Much has been made of the emergence of "red state" America, which
supposedly constitutes the political base for President Bush's
unilateralist foreign policy, and of the increased number of
conservative Christians who supposedly shape the president's
international agenda. But the extent and significance of these
phenomena have been much exaggerated. So
much attention has been paid to these false determinants of
administration policy that a different political dynamic has been
underappreciated. Within the Republican Party, the Bush administration
got support for the Iraq war from the neoconservatives (who lack a
political base of their own but who provide considerable intellectual
firepower) and from what Walter Russell Mead calls "Jacksonian America"
- American nationalists whose instincts lead them toward a pugnacious
isolationism. Happenstance
then magnified this unlikely alliance. Failure to find weapons of mass
destruction in Iraq and the inability to prove relevant connections
between Saddam Hussein and Al Qaeda left the president, by the time of
his second inaugural address, justifying the war exclusively in
neoconservative terms: that is, as part of an idealistic policy of
political transformation of the broader Middle East. The president's
Jacksonian base, which provides the bulk of the troops serving and
dying in Iraq, has no natural affinity for such a policy but would not
abandon the commander in chief in the middle of a war, particularly if
there is clear hope of success. This war coalition is fragile, however, and vulnerable to mishap. If Jacksonians begin to perceive the war as unwinnable or a failure, there will be little future support for an expansive foreign policy that focuses on promoting democracy. That in turn could drive the 2008 Republican presidential primaries in ways likely to affect the future of American foreign policy as a whole. Are we failing in Iraq? That's still unclear. The United States can control the situation militarily as long as it chooses to remain there in force, but our willingness to maintain the personnel levels necessary to stay the course is limited. The all-volunteer Army was never intended to fight a prolonged insurgency, and both the Army and Marine Corps face manpower and morale problems.
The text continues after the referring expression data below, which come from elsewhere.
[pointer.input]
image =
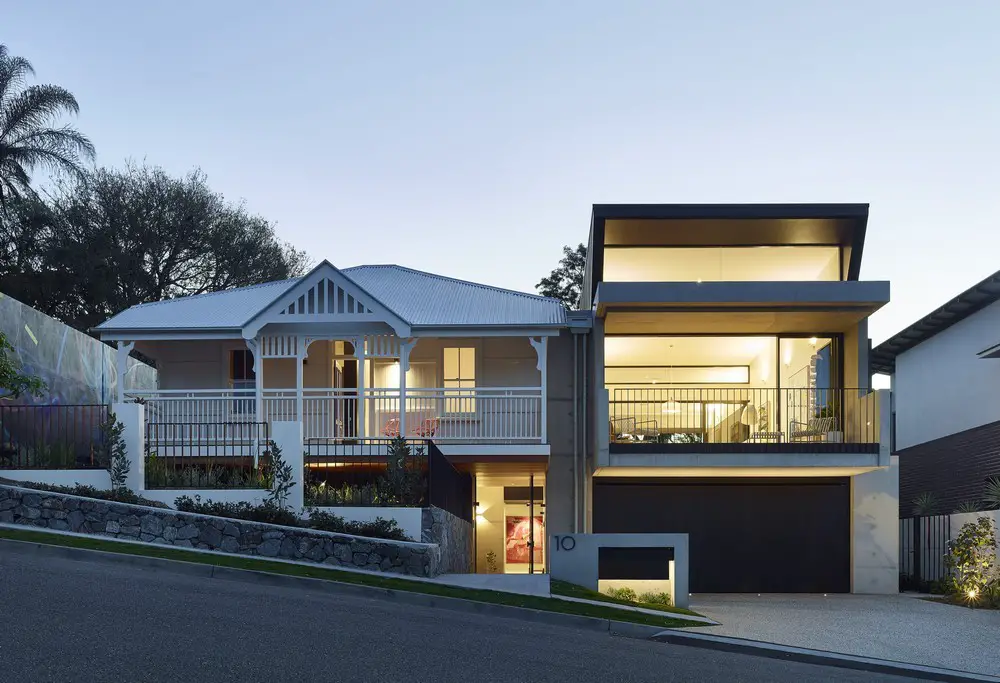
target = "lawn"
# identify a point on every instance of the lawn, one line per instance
(376, 581)
(574, 591)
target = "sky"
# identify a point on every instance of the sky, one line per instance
(471, 139)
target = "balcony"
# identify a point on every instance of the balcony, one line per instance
(655, 427)
(482, 415)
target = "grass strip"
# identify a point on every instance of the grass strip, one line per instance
(572, 590)
(306, 571)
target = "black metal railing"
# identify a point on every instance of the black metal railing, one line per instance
(449, 489)
(367, 473)
(198, 455)
(923, 546)
(824, 419)
(52, 437)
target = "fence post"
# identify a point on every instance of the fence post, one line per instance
(288, 437)
(132, 416)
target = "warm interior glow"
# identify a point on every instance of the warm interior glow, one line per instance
(722, 264)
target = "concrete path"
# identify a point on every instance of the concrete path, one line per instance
(900, 628)
(95, 622)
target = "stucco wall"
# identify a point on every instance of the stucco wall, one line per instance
(942, 387)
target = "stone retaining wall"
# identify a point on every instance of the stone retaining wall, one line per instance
(29, 507)
(453, 535)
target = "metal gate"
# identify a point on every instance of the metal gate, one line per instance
(923, 544)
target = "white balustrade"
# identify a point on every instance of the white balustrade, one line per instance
(480, 414)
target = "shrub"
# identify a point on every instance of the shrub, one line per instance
(656, 599)
(119, 496)
(971, 558)
(268, 513)
(377, 528)
(626, 594)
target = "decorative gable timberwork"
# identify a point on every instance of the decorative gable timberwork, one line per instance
(326, 295)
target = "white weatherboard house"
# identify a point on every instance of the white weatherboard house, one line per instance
(715, 384)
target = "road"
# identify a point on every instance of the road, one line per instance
(66, 620)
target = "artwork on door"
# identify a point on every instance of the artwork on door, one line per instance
(518, 532)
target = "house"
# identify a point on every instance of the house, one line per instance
(714, 382)
(732, 397)
(944, 369)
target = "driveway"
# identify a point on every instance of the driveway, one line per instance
(902, 628)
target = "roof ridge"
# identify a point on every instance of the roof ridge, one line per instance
(188, 297)
(455, 279)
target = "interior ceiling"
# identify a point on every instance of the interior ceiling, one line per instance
(700, 232)
(742, 264)
(732, 322)
(685, 350)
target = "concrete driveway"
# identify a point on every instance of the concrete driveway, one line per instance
(902, 628)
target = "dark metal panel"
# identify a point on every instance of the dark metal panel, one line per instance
(746, 535)
(954, 468)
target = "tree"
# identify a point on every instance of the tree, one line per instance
(132, 236)
(28, 140)
(566, 282)
(14, 382)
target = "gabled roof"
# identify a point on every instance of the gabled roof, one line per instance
(976, 298)
(419, 298)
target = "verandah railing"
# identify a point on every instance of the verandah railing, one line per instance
(484, 414)
(53, 436)
(744, 415)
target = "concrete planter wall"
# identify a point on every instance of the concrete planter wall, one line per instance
(62, 512)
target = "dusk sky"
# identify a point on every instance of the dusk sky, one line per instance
(471, 139)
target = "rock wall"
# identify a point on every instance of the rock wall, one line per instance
(63, 512)
(453, 535)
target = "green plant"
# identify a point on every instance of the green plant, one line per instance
(925, 504)
(968, 506)
(281, 483)
(491, 563)
(656, 599)
(14, 382)
(623, 593)
(971, 558)
(991, 493)
(115, 452)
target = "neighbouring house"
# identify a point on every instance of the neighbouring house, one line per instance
(714, 382)
(945, 372)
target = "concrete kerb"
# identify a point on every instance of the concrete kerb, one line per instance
(819, 657)
(626, 629)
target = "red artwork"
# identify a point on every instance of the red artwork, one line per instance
(517, 536)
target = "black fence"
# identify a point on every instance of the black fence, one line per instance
(923, 545)
(52, 437)
(370, 473)
(449, 489)
(199, 455)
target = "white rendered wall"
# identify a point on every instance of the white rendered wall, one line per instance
(941, 387)
(875, 530)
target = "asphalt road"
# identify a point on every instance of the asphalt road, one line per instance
(66, 620)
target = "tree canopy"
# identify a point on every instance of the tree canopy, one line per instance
(123, 237)
(30, 137)
(566, 281)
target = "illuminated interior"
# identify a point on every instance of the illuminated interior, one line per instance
(730, 389)
(722, 264)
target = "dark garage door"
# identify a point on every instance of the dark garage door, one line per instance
(762, 536)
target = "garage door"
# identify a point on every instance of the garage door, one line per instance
(762, 536)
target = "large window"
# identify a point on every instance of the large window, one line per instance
(721, 264)
(460, 379)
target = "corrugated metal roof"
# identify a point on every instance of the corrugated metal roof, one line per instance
(422, 299)
(217, 310)
(426, 299)
(883, 357)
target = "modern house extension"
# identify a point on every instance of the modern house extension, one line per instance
(731, 394)
(945, 376)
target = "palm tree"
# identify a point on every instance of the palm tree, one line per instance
(28, 139)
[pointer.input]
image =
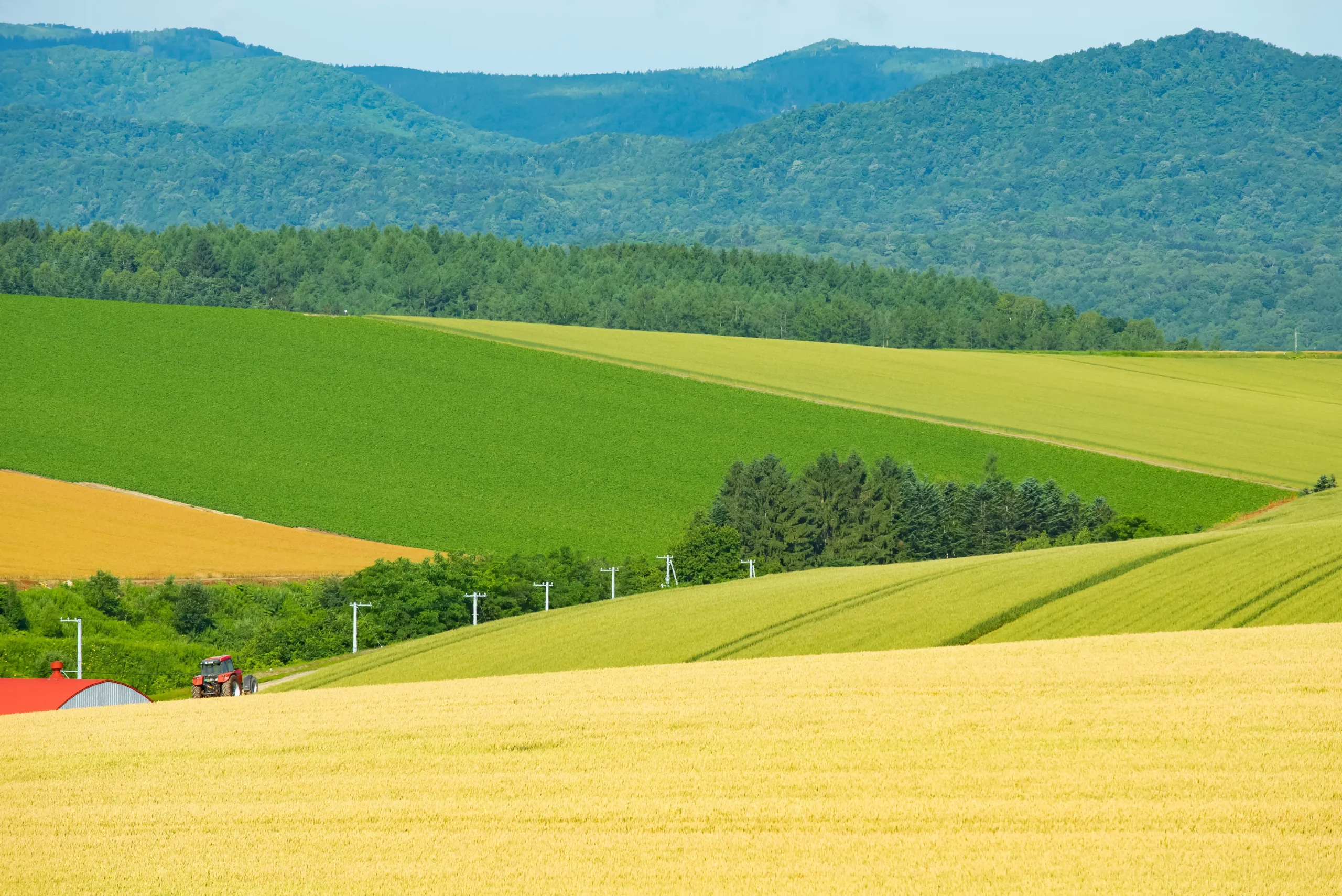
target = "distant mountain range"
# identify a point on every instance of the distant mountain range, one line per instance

While public support for staying in Iraq remains stable, powerful operational reasons are likely to drive the administration to lower force levels within the next year. With
the failure to secure Sunni support for the constitution and splits
within the Shiite community, it seems increasingly unlikely that a
strong and cohesive Iraqi government will be in place anytime soon.
Indeed, the problem now will be to prevent Iraq's constituent groups
from looking to their own militias rather than to the government for
protection. If the United States withdraws prematurely, Iraq will slide
into greater chaos. That would set off a chain of unfortunate events
that will further damage American credibility around the world and
ensure that the United States remains preoccupied with the Middle East
to the detriment of other important regions - Asia, for example - for
years to come. We
do not know what outcome we will face in Iraq. We do know that four
years after 9/11, our whole foreign policy seems destined to rise or
fall on the outcome of a war only marginally related to the source of
what befell us on that day. There was nothing inevitable about this.